Siguió escribiendo y viviendo con su hermana hasta que, tras la muerte de ésta de cáncer de hígado, se autointernó en una residencia para ancianos donde su hermana la acosaba en las pesadillas diciéndole que había sido enterrada viva. “24 de febrero de 1928”, escribió en su diario el arquitecto, arqueólogo y escritor Charles Robert Cockerell, “un trágico final para una vida trágica de un ser muy raro. Después de cenar escribí su obituario para The Times”. Margaret Mew se había suicidado bebiendo una botella de desinfectante “Lysol”.
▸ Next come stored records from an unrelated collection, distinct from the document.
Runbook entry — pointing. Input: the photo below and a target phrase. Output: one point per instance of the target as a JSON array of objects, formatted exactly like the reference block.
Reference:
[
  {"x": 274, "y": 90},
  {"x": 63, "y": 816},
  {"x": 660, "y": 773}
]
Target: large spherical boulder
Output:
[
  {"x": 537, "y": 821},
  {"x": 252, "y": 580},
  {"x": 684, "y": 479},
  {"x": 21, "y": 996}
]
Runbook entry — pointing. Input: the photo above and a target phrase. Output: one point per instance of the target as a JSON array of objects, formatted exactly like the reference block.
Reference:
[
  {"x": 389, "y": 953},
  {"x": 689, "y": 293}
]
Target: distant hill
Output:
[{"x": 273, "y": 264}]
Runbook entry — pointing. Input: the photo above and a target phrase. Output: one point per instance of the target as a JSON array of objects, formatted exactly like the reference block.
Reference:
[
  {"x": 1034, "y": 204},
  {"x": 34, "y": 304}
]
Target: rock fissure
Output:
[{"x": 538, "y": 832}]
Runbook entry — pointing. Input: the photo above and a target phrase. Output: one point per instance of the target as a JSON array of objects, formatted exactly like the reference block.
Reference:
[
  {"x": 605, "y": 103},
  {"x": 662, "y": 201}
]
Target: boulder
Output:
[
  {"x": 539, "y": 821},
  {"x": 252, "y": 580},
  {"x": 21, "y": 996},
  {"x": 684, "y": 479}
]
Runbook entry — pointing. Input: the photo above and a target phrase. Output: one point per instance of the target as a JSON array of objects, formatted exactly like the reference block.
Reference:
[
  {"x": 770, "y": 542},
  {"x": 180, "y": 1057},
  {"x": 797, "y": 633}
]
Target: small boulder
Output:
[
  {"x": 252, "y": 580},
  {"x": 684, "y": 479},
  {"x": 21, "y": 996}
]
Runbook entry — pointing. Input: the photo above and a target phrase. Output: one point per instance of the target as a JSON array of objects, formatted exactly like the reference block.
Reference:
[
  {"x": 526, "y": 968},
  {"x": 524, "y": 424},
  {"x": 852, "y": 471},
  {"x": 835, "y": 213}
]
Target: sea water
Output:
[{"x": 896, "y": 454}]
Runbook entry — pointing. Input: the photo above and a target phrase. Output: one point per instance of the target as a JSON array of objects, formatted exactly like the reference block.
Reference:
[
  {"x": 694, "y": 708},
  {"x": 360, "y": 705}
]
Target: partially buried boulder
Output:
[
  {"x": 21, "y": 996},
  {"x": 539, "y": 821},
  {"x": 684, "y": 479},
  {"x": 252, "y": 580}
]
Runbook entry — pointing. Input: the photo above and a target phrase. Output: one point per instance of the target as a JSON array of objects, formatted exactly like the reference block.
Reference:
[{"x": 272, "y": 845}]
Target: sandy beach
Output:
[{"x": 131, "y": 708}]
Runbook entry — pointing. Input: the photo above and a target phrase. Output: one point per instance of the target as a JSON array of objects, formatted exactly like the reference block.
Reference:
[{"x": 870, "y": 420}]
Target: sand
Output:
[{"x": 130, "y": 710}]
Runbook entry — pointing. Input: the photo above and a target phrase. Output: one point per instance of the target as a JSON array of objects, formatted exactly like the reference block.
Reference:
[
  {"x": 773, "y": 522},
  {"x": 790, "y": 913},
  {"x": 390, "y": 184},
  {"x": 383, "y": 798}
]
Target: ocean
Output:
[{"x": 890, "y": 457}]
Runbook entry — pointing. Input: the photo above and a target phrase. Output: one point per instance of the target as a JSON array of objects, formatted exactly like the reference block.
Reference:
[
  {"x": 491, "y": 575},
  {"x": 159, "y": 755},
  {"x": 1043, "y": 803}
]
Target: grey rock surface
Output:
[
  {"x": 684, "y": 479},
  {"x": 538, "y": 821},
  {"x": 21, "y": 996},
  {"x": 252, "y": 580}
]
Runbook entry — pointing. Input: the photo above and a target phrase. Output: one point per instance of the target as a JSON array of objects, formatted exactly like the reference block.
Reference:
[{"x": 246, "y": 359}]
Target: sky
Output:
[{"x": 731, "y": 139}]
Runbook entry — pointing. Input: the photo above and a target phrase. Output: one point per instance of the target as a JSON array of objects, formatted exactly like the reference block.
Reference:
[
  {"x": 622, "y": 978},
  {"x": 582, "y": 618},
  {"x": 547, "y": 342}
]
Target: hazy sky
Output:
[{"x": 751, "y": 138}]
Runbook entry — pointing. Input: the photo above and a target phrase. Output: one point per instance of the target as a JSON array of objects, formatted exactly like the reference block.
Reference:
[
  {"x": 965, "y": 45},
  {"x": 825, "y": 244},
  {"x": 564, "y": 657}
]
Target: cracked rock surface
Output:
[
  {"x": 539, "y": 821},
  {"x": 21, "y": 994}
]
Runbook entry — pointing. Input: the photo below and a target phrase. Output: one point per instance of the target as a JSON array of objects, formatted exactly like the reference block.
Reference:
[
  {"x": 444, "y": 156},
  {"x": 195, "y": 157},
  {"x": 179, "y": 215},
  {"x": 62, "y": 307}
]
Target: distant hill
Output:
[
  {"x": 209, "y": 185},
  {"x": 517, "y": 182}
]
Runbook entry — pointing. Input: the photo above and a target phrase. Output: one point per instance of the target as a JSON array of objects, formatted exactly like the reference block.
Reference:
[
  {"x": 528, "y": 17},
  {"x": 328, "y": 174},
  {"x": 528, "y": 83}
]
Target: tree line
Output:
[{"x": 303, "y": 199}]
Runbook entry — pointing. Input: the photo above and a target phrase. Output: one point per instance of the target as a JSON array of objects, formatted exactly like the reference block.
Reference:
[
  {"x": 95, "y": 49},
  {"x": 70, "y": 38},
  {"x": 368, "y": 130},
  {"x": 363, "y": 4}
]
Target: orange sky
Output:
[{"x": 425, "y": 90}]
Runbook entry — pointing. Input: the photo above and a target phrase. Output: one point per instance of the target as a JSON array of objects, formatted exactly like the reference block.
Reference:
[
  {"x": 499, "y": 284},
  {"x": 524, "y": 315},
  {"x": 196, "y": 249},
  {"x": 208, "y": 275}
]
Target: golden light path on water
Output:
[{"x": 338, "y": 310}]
¿Por qué un monumento para Charlotte Mary Mew? Primero, y sobre todo, porque demuestra lo efímero de la fama y de los aplausos de los contemporáneos. Segundo, y también, porque con su vida y sus acciones, incluido su suicidio, hizo bandera de un amor más poderoso que el carnal, el fraternal. Tercero, porque en ella se cumple lo que le había profetizado Hardy que “se la seguirá leyendo cuando otros hayan sido olvidados”. Y, cuarto, por la respuesta que solía dar cuando se le acercaba para preguntarle si ella era Charlotte Mew, su respuesta era siempre la misma. “Lamento decirle que sí lo soy”.